North Korea's latest launches appear aimed at developing and testing technology that can be used both for spy satellites and in a massive intercontinental ballistic missile (ICBM) capable of launching multiple nuclear warheads, analysts said.
North Korea deployed a new ICBM system in 27 Feb and 5 March test-firings, US and South Korean officials said on Friday, in what could be a prelude to the nuclear-armed country's first full ICBM test since 2017, potentially disguised as a space launch.
The giant, long-range missile system, known as the Hwasong-17, was first unveiled at an October 2020 military parade in Pyongyang and reappeared at a defence exhibition in October 2021, according to US and South Korean officials.
The large size of the Hwasong-17 suggests North Korea may be looking to tip it with multiple nuclear warheads in "multiple independently-targetable reentry vehicles" (MIRV), analysts said.
In such a system, the main rocket booster pushes a "bus" carrying multiple reentry vehicles and sometimes decoys to confuse missile defence systems, into a suborbital ballistic flight path.
The bus then uses small on-board rocket motors and a computerised inertial guidance system to manoeuvre and release the warheads on different trajectories.
State media reports on the recent satellite system tests mentioned attitude control, which refers to small motors that help reorient an aerodynamic object, Ankit Panda, a senior fellow at the US-based Carnegie Endowment for International Peace noted.
"It turns out that this would help them both develop and deploy new reconnaissance satellites as well as a 'bus' for multiple warheads on an ICBM," he said.
In 2021, North Korean leader Kim Jong Un said a multi-warhead rocket was in the final stage of development.
Kim has also said putting multiple reconnaissance satellites in orbit is important for the country's security, as well as its national prestige, and has suggested he could order new ICBM tests.
"North Korea wants to successfully place a satellite in orbit," Michael Duitsman, a researcher at the US-based James Martin Center for Nonproliferation Studies (CNS) said on Twitter. "I suspect that, even more than that, they want to put more warheads on their missiles, to maximize their limited number of TELs," he added, referring to the Transporter Erector Launcher (TEL) vehicles used to fire road-mobile missiles like the Hwasong-17.

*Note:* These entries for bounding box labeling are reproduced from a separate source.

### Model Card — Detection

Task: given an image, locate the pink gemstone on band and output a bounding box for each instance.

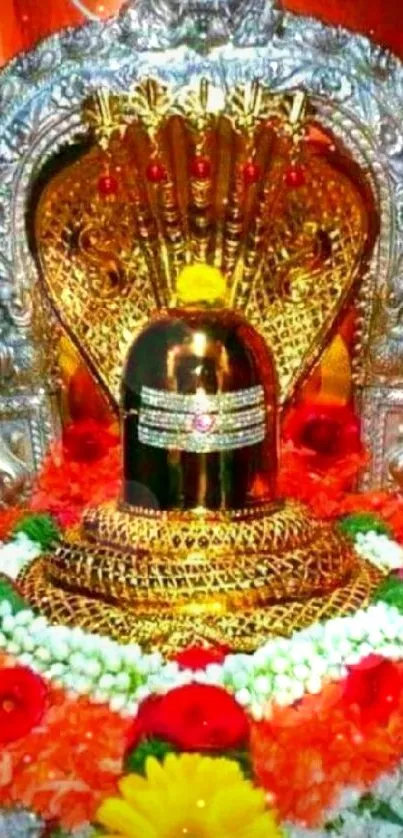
[192,413,215,434]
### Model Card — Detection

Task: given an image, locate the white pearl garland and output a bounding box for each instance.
[0,532,403,719]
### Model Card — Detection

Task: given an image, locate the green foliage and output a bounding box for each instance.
[12,515,60,551]
[337,512,392,541]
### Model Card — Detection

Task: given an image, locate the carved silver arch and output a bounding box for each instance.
[0,0,403,492]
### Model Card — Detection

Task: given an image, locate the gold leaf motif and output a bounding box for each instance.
[127,79,172,141]
[226,80,281,136]
[83,89,127,150]
[178,79,225,139]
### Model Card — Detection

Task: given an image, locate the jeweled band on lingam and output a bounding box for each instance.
[139,386,266,453]
[20,266,379,651]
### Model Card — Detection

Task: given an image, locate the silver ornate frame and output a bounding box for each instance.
[0,0,403,496]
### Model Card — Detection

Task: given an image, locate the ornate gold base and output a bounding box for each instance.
[19,503,381,652]
[20,559,382,654]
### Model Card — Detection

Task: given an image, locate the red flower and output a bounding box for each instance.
[63,419,119,463]
[344,655,403,725]
[283,402,361,467]
[0,666,47,745]
[129,684,249,751]
[174,645,230,670]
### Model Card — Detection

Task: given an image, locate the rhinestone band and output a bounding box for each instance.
[140,407,266,433]
[139,426,265,454]
[141,385,264,413]
[139,387,266,453]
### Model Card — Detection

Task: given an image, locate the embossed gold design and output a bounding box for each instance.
[36,80,368,410]
[20,559,381,654]
[19,503,386,651]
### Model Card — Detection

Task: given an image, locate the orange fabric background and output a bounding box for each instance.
[0,0,403,63]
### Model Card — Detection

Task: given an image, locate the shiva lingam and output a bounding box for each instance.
[22,265,379,650]
[19,82,379,651]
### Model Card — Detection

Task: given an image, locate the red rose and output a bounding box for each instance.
[130,684,249,751]
[63,419,119,463]
[174,645,230,670]
[0,666,47,745]
[344,655,403,725]
[283,402,361,465]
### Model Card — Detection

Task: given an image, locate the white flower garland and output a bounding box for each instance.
[0,533,403,719]
[0,532,42,580]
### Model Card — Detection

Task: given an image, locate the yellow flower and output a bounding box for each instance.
[97,754,283,838]
[176,262,227,305]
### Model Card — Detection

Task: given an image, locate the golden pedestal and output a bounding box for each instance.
[20,502,381,653]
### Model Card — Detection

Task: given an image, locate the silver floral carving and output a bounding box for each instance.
[0,0,403,485]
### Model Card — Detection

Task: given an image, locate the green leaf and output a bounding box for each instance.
[12,515,60,550]
[372,576,403,614]
[124,739,176,776]
[337,512,392,541]
[0,574,29,614]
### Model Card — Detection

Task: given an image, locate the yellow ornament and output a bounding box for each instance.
[97,754,283,838]
[176,262,227,305]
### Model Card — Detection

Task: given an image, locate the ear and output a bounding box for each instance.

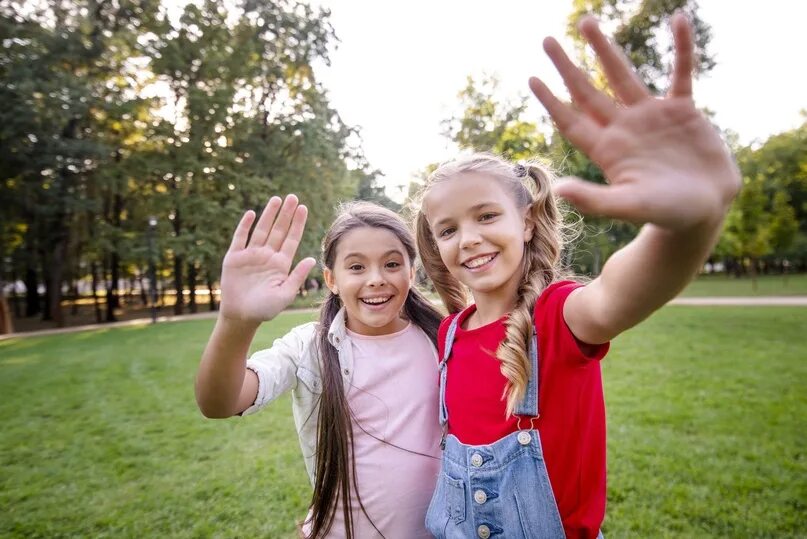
[322,268,339,296]
[524,206,535,243]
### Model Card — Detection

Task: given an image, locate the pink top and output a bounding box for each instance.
[304,324,440,539]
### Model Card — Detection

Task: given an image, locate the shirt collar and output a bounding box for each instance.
[328,305,347,349]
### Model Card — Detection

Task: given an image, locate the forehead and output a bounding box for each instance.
[423,173,516,224]
[336,226,406,258]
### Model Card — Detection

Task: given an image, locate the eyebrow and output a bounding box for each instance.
[345,249,403,260]
[434,202,498,228]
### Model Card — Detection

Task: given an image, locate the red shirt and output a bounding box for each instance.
[438,281,608,538]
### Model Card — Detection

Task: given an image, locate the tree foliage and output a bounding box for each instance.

North Korea was unusually secretive about the launches, saying they tested various components to be used in a developmental reconnaissance satellite but releasing no details or photos of the rockets involved.
Unlike North Korea's usual space rockets, which were launched from static pads at the Sohae Satellite Launching Ground, the recent missiles were fired from near Sunan, where Pyongyang's international airport is located, suggesting the missiles were fired from a TEL.
North Korea's space programme has always been controversial because of its ties to military missile development.
"North Korea used early rockets like the Taepodong and Unha/Kwangmyongsong series to test their theories and later develop the ICBMs known as Hwasong-14 and Hwasong-15," said Melissa Hanham, a researcher at Stanford University's Center for International Security and Cooperation (CISAC) in California. "This is type of development is pretty standard for all countries with ICBMs."
North Korea's last formal ICBM test was the Hwasong-15, which reached an altitude of around 4,475 km (2,780 miles) and travelled 950 km (590 miles) during a single launch in Nov. 2017, giving it an estimate range to strike anywhere in the continental United States.
In contrast, the latest test that reportedly involved the new Hwasong-17 system reached a height of 550 km (340 miles) and flew 300 km (190 miles), according to South Korea.
Analysts said the tests may have only used only one stage of the liquid-fuelled Hwasong-17.
Any use of ballistic missile technology by North Korea, even in a space launch vehicle, is fully banned by United Nations Security Council resolutions, a senior US official told reporters in Washington, speaking on condition of anonymity.